Naast een paar grote commerciële galeries voor rijkere verzamelaars, zoals Yangon Gallery en River Gallery, biedt Rangoon vooral kleinere galeries die vaak door kunstenaars zelf gerund worden, zoals Studio Square Gallery en Pansodan Art Gallery. Het is vrij gebruikelijk om je als kunstenaar door meerdere galeries in de stad te laten vertegenwoordigen; je komt het werk van eenzelfde kunstenaar zo vijf keer tegen in Rangoon. Om de zichtbaarheid te vergroten wordt er veel en kort tentoongesteld (van een aantal dagen tot maximaal een maand), vooral in de maanden november tot en met april, aangezien het regenseizoen in de zomer valt.
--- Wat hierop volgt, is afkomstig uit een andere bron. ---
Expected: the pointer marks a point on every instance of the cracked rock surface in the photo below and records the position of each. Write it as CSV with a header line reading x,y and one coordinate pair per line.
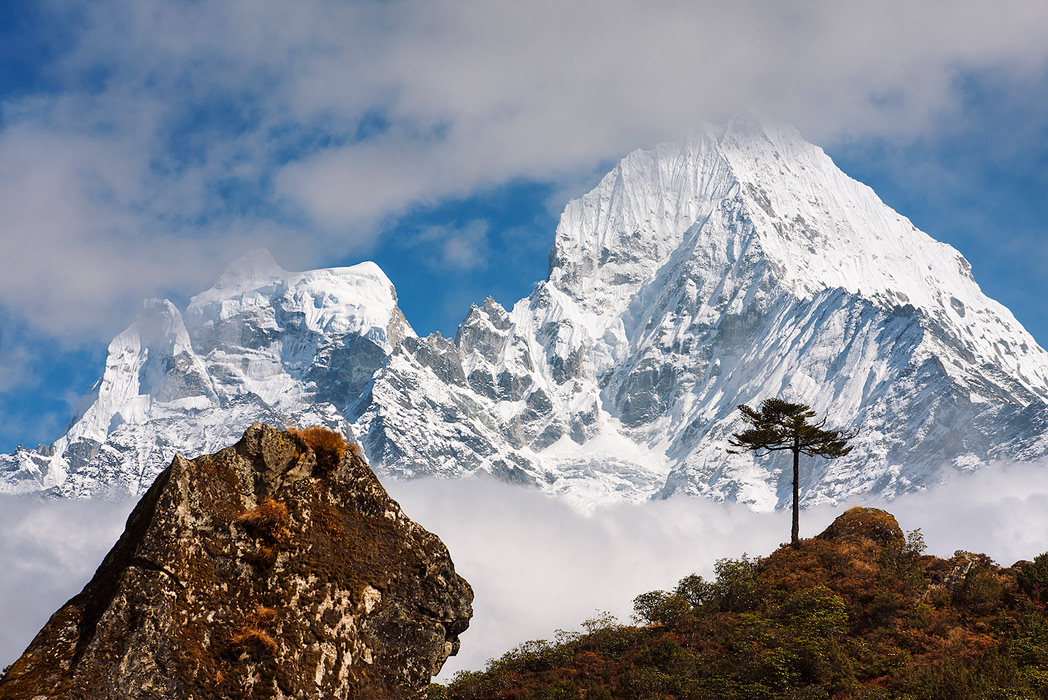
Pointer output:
x,y
276,568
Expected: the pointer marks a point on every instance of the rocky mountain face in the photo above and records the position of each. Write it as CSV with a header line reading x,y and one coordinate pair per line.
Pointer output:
x,y
726,268
735,266
277,568
262,345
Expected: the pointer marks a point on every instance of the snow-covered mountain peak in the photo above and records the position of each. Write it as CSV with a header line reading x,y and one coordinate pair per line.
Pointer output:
x,y
250,270
359,300
730,266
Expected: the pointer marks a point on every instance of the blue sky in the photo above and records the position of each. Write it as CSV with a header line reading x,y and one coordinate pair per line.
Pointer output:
x,y
145,144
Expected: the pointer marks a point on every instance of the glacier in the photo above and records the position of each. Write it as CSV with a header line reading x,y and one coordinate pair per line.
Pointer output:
x,y
732,266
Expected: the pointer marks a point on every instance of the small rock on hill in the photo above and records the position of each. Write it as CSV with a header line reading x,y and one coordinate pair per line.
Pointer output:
x,y
277,568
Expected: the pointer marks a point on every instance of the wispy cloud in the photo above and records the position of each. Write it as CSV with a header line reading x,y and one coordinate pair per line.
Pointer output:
x,y
166,135
537,565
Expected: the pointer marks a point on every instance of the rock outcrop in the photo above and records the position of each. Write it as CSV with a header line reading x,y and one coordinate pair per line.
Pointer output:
x,y
277,568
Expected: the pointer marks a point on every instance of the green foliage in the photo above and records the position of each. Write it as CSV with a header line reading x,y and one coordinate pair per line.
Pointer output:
x,y
784,425
863,616
1032,577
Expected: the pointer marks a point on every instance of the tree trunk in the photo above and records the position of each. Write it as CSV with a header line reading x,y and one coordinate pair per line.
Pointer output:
x,y
794,534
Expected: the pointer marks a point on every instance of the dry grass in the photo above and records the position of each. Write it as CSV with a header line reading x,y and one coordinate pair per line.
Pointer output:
x,y
255,641
268,520
329,445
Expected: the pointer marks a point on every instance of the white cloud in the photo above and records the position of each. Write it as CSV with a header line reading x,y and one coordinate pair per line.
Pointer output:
x,y
48,551
325,119
535,564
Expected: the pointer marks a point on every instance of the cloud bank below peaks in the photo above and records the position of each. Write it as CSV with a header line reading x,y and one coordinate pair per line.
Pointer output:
x,y
537,565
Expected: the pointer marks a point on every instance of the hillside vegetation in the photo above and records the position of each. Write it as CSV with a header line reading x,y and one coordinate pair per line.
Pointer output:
x,y
856,612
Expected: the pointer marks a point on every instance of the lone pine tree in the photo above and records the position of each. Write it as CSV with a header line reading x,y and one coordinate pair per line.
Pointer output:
x,y
784,425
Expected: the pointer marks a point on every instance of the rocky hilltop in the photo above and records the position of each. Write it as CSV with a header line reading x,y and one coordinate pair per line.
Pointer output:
x,y
857,612
277,568
732,266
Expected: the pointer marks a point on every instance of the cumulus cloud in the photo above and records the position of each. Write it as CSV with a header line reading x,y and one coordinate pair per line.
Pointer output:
x,y
170,136
536,565
48,551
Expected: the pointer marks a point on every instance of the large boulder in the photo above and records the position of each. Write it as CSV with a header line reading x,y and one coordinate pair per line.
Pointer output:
x,y
277,568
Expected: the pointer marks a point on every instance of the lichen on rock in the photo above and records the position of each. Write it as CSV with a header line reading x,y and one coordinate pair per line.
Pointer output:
x,y
277,568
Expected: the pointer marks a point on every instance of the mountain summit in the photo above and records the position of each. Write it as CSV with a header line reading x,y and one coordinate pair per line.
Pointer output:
x,y
732,266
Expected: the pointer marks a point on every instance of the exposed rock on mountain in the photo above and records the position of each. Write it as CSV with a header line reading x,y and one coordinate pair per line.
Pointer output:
x,y
730,267
733,266
262,345
275,568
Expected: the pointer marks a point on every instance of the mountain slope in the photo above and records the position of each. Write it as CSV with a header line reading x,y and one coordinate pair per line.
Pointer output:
x,y
856,612
735,265
726,268
262,345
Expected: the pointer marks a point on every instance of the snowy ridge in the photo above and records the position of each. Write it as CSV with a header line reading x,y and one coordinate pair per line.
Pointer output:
x,y
263,344
732,266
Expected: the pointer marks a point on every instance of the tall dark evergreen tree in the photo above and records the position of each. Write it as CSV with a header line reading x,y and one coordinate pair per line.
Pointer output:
x,y
783,425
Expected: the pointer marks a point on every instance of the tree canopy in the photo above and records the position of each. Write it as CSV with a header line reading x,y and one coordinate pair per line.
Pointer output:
x,y
780,425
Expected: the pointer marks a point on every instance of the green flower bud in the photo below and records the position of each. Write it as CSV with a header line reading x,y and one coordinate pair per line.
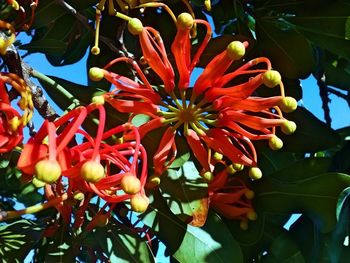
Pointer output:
x,y
235,50
271,78
47,171
135,26
130,184
92,171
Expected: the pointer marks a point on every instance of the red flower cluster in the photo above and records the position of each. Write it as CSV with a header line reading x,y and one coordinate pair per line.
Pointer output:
x,y
11,122
105,165
215,116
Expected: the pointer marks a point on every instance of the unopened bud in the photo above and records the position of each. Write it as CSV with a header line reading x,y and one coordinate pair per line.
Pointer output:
x,y
271,78
288,127
96,74
135,26
130,184
139,203
255,173
275,143
235,50
47,171
92,171
185,21
288,104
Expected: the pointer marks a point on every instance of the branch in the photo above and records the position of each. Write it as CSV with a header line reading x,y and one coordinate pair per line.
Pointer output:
x,y
122,51
14,63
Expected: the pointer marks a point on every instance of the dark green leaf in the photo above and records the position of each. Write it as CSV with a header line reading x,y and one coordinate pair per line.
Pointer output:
x,y
119,244
290,53
47,46
305,139
316,196
17,239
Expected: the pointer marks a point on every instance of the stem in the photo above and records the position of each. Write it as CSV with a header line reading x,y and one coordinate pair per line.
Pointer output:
x,y
33,209
54,85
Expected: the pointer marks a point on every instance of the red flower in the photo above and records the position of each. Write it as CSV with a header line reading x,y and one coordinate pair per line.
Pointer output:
x,y
214,115
106,164
11,122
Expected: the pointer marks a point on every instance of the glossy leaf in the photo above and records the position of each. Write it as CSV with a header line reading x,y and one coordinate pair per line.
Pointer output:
x,y
17,239
186,194
316,196
305,139
47,46
119,244
290,53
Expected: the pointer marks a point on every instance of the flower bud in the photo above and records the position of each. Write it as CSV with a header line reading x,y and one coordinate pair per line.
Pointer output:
x,y
135,26
238,166
95,50
271,78
98,100
208,176
275,143
185,21
78,196
217,156
288,127
249,194
139,203
130,184
230,169
92,171
47,171
154,179
288,104
255,173
252,216
244,224
38,183
235,50
96,74
101,220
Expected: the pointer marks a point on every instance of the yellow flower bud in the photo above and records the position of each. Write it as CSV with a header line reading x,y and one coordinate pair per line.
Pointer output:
x,y
130,184
96,74
185,21
255,173
38,183
235,50
288,104
288,127
275,143
47,171
135,26
271,78
139,203
92,171
98,100
252,216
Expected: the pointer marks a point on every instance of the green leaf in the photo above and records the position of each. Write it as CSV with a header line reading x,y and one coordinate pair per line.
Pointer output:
x,y
289,51
302,169
186,193
119,244
17,239
316,196
305,139
47,46
212,243
326,27
283,249
307,236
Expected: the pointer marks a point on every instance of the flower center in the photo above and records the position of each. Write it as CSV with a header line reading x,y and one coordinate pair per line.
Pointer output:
x,y
188,113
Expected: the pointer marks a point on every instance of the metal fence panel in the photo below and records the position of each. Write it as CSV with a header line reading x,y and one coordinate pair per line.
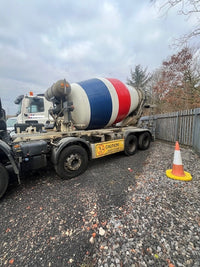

Ondanks de censuur en onderdrukking door het militaire regime stelden kunstenaars als Aung Myint, San Minn, Po Po, Aye Ko en Htein Lin al vanaf de jaren zestig (al dan niet indirect) de politieke status quo ter discussie in hun schilderijen, video’s, performances en installaties. Dit was zeker niet zonder risico; velen hebben jaren in de gevangenis gezeten onder de meest erbarmelijke omstandigheden. Htein Lin werd in 1998 ‘preventief’ opgepakt uit vrees voor opstanden en verbleef bijna zeven jaar in de gevangenis, waarna hij naar het buitenland uitweek. Net als bij vele anderen heeft de traumatische gevangenschap zijn kunst sterk gevormd. Een voorbeeld is zijn werk A Show of Hands, waarvoor hij sinds zijn terugkeer naar Myanmar in 2013 gipsafgietsels maakt van de rechterhand van voormalige politieke gevangenen en deze in indrukwekkende installaties samenbrengt. Net als bovengenoemde kunstenaars heeft Htein Lin vaak internationaal tentoongesteld en bevindt zijn werk zich in openbare en particuliere collecties in Europa, Azië en de Verenigde Staten.

Waar internationaal de kritische, meer conceptuele vormen van hedendaagse kunst uit Myanmar omarmd worden, is daar in Myanmar zelf nog maar beperkte belangstelling voor. Een echte kunstacademie ontbreekt en de kunstlessen die aan de universiteit van Rangoon worden aangeboden zijn gericht op meer klassieke kunstvormen als schilderkunst, sculptuur en traditionele dans, muziek- en theaterkunsten. Verzamelaars kopen vooral schilderkunst en aangezien de verkoop van kunstwerken voor velen de voornaamste inkomstenbron vormt, betekent dat dat de meeste (jonge) kunstenaars schilderen. Dit gaat zelfs zo ver dat sommige kunstenaars er als het ware twee praktijken op nahouden, zoals Nyein Chang Su, ook wel bekend als NCS. Hij schildert geabstraheerde, kleurrijke landschappen voor verzamelaars in Myanmar en werkt met video, installatie en drukwerk voor de internationale kunstwereld. In zijn atelier vertelt hij: ‘Ik stel in Myanmar alleen mijn schilderijen tentoon, omdat die hier verkopen en ik mijn gezin en studio moet onderhouden. Mijn video’s over de censuur en onderdrukking in Myanmar heb ik jarenlang alleen in het buitenland laten zien. Ik wilde niet naar de gevangenis.’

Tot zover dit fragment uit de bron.